Emanuele Berardi, fotografo professionista e figlio di Barbara D’Urso, si è prestato a realizzare lo scherzo a sua madre, comparendo per la prima volta in tv. Com’è noto, l’uomo è molto riservato, esattamente con il fratello Giammauro, chirurgo. Lo scherzo ai danni della madre è riuscito perfettamente proprio perché la D’Urso mai avrebbe immaginato che il figlio si sarebbe prestato, lasciandosi filmare per la prima volta.

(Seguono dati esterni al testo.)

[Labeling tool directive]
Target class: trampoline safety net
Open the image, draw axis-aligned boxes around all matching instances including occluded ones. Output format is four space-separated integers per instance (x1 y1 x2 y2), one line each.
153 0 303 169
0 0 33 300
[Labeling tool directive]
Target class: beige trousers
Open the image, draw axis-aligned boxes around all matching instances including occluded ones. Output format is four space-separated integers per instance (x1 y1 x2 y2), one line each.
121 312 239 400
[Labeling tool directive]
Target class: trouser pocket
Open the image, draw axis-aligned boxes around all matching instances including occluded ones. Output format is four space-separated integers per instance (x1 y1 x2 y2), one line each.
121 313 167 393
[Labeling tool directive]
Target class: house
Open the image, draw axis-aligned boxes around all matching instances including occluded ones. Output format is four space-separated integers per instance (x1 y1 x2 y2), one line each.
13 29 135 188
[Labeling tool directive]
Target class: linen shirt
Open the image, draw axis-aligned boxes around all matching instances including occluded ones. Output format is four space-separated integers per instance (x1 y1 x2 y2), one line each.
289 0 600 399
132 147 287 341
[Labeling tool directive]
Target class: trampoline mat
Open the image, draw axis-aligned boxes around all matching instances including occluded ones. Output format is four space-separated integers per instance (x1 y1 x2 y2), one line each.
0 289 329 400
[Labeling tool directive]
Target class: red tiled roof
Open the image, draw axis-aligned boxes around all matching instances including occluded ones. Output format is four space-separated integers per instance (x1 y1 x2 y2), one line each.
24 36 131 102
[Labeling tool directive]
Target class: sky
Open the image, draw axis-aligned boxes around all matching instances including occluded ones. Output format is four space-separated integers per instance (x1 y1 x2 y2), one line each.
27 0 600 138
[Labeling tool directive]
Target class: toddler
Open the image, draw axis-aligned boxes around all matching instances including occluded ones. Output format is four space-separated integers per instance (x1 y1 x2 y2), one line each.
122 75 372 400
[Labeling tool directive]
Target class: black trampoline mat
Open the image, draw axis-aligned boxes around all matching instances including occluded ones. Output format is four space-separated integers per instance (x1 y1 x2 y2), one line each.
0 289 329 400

Il figlio della D’Urso ha conquistato i social

Il figlio della conduttrice ha conquistato il pubblico da casa che si è riversato in massa sui social per commentare l’accaduto e fare i complimenti al giovane. Universalmente riconosciuto come un uomo dall’indiscutibile fascino, Emanuele ha convogliato su di sè per anni la curiosità del pubblico. Grandi complimenti anche per la madre che, professionista modello, ha dimostrato di riuscire a gestire alla perfezione una situazione di profondo stress anche nel bel mezzo di una diretta televisiva. Si scopre adesso il motivo che le aveva provocato un forte spavento in diretta in occasione dell’ultima puntata di Domenica Live della scorsa stagione tv. Con grande self control, la D’Urso ha tenuto il polso della situazione, svelando solo a scherzo terminato che qualcosa l’aveva disturbata. Madre e figlio hanno monopolizzato l’attenzione del pubblico sui social per motivi differenti. Per rivedere lo scherzo, però, bisognerà attendere ancora qualche giorno.